I'm not complaining, we can survive on what we have, and for that i'm very greatful. Just along the way there have been many issues and complications and my family have had to bail us out many times, and I am very lucky to have a family that have been in the position to do that. Let me explain.

When I was 5 months pregnant we moved. Clearly it would have been stupid to look for a one bedroom property to rent, when I was going to have a baby. So, we found the two bedroom flat, the problem was, until I actually had Niamh we were only entitled to the housing benefit allowence for a one bedroom property. This was totally understandable, but we just didn't want to be in the position where we had to move with a baby. This meant that I used much of my savings towards rent.

Working tax credits would have helped us a mjorly at this point, but because I didn't work (couldn't work, still can't) we couldn't get it because Chris wasn't 25. Stupid system. We fit all the requirements, except he was too young, idoicy! We asked the job centre, and the tax credit people and NO ONE could tell us why you had to be 25 to recieve them if you didn't have kids!

Speaking of, getting stuff for Niamh before she was born would have been actually impossible without my family and the remainder of my savings. Although I am too ill to work, classed as disabled, and recieve DLA, have a blue badge and a disabled bus pass, I can't get ESA (Employment Support Allowence) because Chris works too many hours. He doesn't earn enough for me not to recieve it according to the job centre but because he works more than 24 hours a week I simply can't recieve it. Due to this situation, even the lady we spoke to at the job centre agreed that we would be better off if Chris didn't work, and officially became my career. He would be more than entitled to careers allowence, as at the moment, even with work, he cares for me in excess of the 16 hours a week requirement. If he was to leave work, I would recieve ESA, this is a passport benefit so our full rent would be paid for us, we would also get the full amount of council tax benefit. Chris would recieve carers allowence, we would get income support.

Because I wasn't on any of these benefits before I had Niamh, and obiviously I didn't get maternity pay of any kind, I wasn't entitled to any finanical support before she was born. Making purchasing the stuff required for a new born impossible independantly. There is a one of payment of £500 that can be given if you are on selected benefits, but I wasn't. I did recieve the health in pregnancy grant which I think is either £109 ot £190 but everyone gets that regardless of their finanical situation. I used the remainder of my savings and my parents helped. I did everything as cheaply as possible but it was still hard.

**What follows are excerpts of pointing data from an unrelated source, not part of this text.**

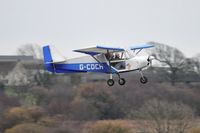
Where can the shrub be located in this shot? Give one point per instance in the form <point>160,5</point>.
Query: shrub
<point>194,130</point>
<point>27,128</point>
<point>110,127</point>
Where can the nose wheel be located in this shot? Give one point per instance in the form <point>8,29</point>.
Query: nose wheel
<point>121,81</point>
<point>143,80</point>
<point>110,82</point>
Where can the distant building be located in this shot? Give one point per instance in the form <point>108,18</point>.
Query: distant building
<point>18,70</point>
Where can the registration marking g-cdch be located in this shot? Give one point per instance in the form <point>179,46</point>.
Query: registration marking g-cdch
<point>91,67</point>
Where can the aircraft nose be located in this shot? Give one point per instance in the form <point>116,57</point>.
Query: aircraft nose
<point>149,59</point>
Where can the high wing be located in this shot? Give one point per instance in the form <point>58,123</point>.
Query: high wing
<point>99,50</point>
<point>143,46</point>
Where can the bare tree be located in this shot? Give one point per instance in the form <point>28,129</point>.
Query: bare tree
<point>170,57</point>
<point>164,117</point>
<point>30,50</point>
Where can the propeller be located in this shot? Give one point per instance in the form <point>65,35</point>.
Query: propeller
<point>150,58</point>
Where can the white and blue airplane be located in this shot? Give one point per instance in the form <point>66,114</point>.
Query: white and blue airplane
<point>101,59</point>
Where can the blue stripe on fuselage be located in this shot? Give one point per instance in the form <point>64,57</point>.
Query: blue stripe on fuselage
<point>79,67</point>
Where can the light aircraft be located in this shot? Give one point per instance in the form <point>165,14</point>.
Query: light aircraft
<point>102,59</point>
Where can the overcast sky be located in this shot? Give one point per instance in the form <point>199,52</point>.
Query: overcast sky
<point>72,24</point>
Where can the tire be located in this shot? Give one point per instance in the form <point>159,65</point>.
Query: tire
<point>143,80</point>
<point>121,81</point>
<point>110,82</point>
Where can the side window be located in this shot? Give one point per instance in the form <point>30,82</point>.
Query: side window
<point>125,55</point>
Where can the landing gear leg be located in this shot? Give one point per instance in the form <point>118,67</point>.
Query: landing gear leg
<point>121,81</point>
<point>143,79</point>
<point>111,82</point>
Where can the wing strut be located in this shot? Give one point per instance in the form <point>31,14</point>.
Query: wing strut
<point>109,61</point>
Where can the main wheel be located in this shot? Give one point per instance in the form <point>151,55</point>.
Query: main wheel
<point>110,82</point>
<point>121,81</point>
<point>143,80</point>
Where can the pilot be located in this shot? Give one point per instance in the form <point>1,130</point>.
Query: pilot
<point>117,56</point>
<point>109,56</point>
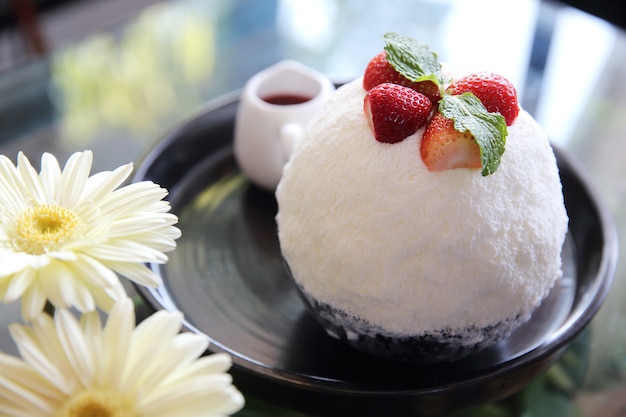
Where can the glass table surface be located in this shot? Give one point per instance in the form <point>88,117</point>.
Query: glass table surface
<point>118,90</point>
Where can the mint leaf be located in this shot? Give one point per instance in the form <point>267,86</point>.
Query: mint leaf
<point>413,59</point>
<point>489,129</point>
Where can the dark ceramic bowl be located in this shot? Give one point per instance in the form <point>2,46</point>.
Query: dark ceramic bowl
<point>228,278</point>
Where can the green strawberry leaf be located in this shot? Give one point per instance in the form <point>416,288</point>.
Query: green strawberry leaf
<point>413,59</point>
<point>489,129</point>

Everytime I think i've cracked it, I think I know how we can cope, how we can survive something changes. For example our child and working tax credits have dropped dramatically at the start of this finanical year. So now I have to rethink everything, the money we have coming in has reduced but the amount of bills we have to pay is obviously still the same. ERGH! I don't know what to do.

To add to this, I have major brain fog at the moment and couldn't think my way out of a paper bag, so I can't really sit down and work it all out by myself, probably not even with assistance at the moment. If I could do this it might relieve my anxiety a bit, but I can't so I'm just constently worried.

I know the situation is the same for many people with M.E/CFS and FM. It's a sad situation.